Insofern wäre der SPD-Rat als Betroffener und persönlich Beteiligter nicht zur Stimmabgabe in der Oktobersitzung des Hausener Gemeinderates berechtigt gewesen.

Das allein hätte zwar nicht gereicht, um die ganze Abstimmung über die Zulässigkeit der Unterschriftenliste ungültig zu machen.
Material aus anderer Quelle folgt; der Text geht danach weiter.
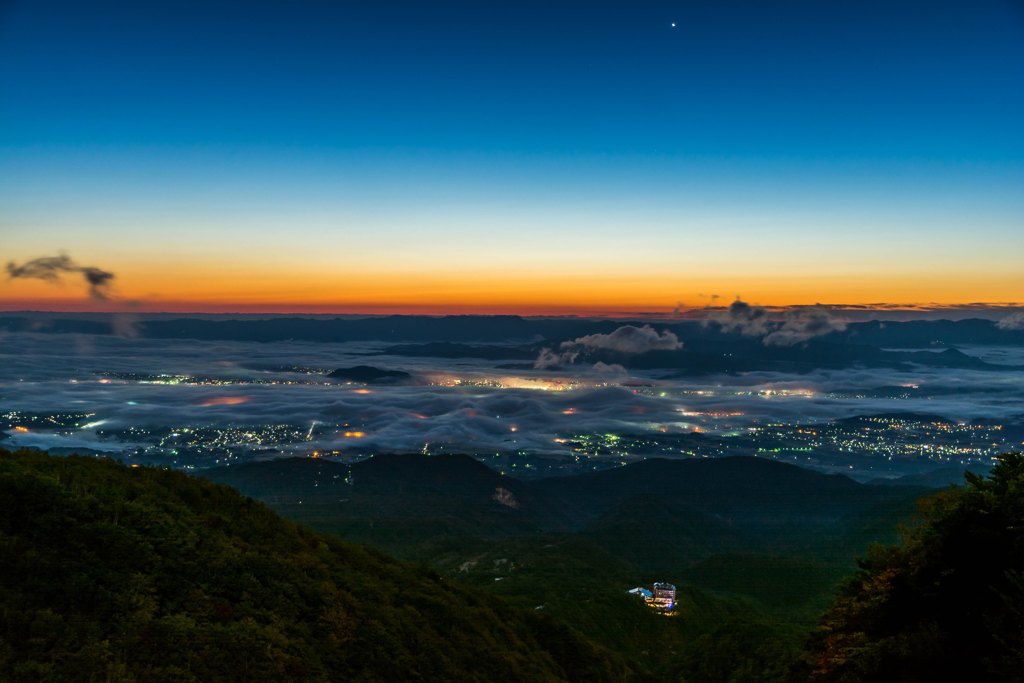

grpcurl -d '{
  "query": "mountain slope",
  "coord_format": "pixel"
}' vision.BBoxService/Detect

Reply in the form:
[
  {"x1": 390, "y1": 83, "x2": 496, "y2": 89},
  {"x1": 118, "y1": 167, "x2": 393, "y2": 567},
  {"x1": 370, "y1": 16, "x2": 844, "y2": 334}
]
[{"x1": 0, "y1": 451, "x2": 627, "y2": 683}]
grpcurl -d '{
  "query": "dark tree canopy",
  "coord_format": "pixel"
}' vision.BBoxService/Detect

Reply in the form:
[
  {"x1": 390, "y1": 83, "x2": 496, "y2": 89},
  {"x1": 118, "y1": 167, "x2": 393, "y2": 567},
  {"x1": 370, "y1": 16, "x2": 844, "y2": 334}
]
[
  {"x1": 0, "y1": 450, "x2": 628, "y2": 683},
  {"x1": 809, "y1": 454, "x2": 1024, "y2": 681}
]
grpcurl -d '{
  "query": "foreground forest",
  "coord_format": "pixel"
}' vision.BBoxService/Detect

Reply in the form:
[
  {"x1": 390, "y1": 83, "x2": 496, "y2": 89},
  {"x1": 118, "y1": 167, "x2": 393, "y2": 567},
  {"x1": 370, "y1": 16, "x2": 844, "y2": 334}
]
[
  {"x1": 0, "y1": 451, "x2": 1024, "y2": 683},
  {"x1": 0, "y1": 451, "x2": 629, "y2": 683}
]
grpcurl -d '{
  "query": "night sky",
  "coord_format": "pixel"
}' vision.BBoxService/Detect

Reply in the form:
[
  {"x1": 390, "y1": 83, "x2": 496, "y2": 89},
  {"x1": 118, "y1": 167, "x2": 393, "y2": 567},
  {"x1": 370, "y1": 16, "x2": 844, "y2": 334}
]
[{"x1": 0, "y1": 0, "x2": 1024, "y2": 313}]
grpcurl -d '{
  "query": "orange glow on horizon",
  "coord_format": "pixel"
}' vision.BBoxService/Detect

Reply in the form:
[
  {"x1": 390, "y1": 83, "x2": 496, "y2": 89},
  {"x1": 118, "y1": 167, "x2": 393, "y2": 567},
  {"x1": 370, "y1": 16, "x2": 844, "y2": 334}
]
[{"x1": 0, "y1": 265, "x2": 1024, "y2": 316}]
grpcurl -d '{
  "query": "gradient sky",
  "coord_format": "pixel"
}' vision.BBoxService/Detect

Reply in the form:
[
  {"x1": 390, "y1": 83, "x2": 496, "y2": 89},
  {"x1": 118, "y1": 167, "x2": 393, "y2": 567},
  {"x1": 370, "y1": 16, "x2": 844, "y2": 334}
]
[{"x1": 0, "y1": 0, "x2": 1024, "y2": 312}]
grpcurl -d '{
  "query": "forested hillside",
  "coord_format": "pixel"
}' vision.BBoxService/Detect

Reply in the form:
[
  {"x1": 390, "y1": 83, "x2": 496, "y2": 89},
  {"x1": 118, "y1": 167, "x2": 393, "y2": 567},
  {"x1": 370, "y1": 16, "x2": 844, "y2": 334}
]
[{"x1": 0, "y1": 451, "x2": 628, "y2": 683}]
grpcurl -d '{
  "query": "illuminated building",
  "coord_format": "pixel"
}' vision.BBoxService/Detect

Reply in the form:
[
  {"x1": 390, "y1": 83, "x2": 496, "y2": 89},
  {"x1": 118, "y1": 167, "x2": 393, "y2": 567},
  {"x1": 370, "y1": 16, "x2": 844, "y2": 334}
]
[
  {"x1": 627, "y1": 583, "x2": 676, "y2": 612},
  {"x1": 650, "y1": 584, "x2": 676, "y2": 611}
]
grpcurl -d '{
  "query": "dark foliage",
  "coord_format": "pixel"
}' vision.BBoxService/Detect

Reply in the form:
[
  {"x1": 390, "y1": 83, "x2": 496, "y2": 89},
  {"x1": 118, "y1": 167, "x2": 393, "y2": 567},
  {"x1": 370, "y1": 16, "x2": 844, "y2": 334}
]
[
  {"x1": 0, "y1": 451, "x2": 629, "y2": 683},
  {"x1": 809, "y1": 455, "x2": 1024, "y2": 681}
]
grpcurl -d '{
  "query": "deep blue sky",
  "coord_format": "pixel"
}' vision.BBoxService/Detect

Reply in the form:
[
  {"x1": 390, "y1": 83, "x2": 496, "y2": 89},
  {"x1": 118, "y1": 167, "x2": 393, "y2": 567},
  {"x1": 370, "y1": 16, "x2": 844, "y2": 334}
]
[
  {"x1": 0, "y1": 0, "x2": 1024, "y2": 311},
  {"x1": 0, "y1": 0, "x2": 1024, "y2": 156}
]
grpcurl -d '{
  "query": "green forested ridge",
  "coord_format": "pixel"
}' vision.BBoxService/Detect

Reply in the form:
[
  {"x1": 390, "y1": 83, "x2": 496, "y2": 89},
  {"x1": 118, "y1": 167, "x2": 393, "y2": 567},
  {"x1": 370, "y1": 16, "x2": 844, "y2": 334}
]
[
  {"x1": 0, "y1": 451, "x2": 629, "y2": 683},
  {"x1": 204, "y1": 455, "x2": 924, "y2": 683},
  {"x1": 8, "y1": 451, "x2": 1024, "y2": 683}
]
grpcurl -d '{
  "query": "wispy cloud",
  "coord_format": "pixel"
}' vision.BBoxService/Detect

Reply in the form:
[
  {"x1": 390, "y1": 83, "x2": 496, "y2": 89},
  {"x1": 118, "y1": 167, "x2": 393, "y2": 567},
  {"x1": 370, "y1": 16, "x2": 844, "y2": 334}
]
[{"x1": 7, "y1": 254, "x2": 115, "y2": 301}]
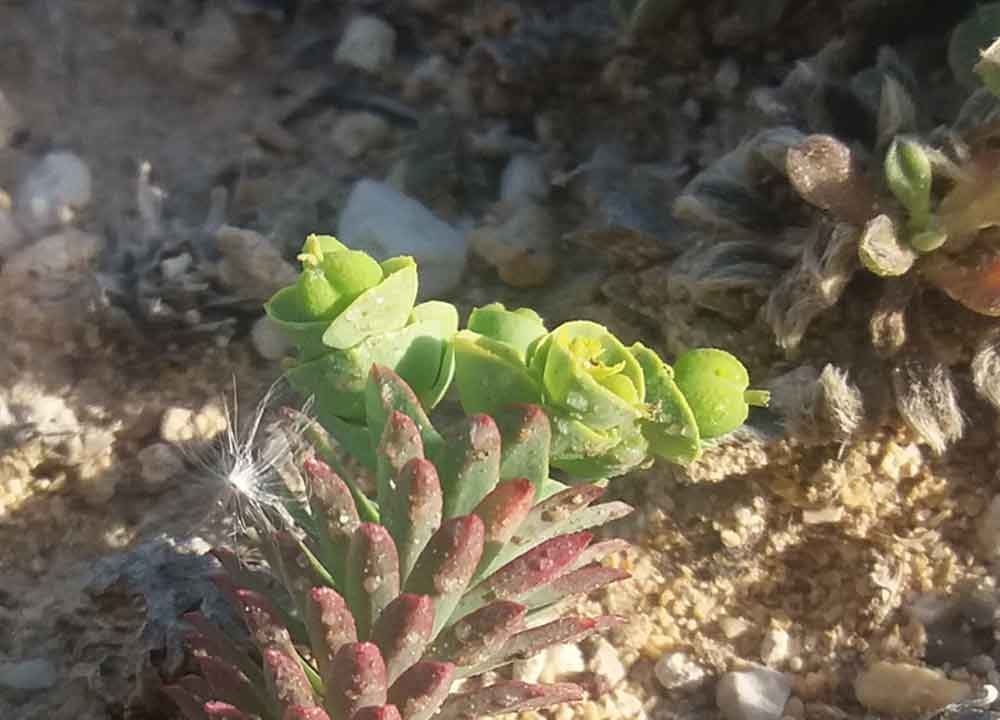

Allerdings fiel das Ergebnis mit 8:7 für das Begehren denkbar knapp aus – mit Tischers Stimme als Zünglein an der Waage. "In diesem Fall ist dann die komplette Abstimmung ungültig", erklärt Frithjof Dier, Fachgebietsleiter und Jurist am Landratsamt. "Deshalb muss der Gemeinderat in seiner nächsten Sitzung den Beschluss für das Begehren wieder aufheben."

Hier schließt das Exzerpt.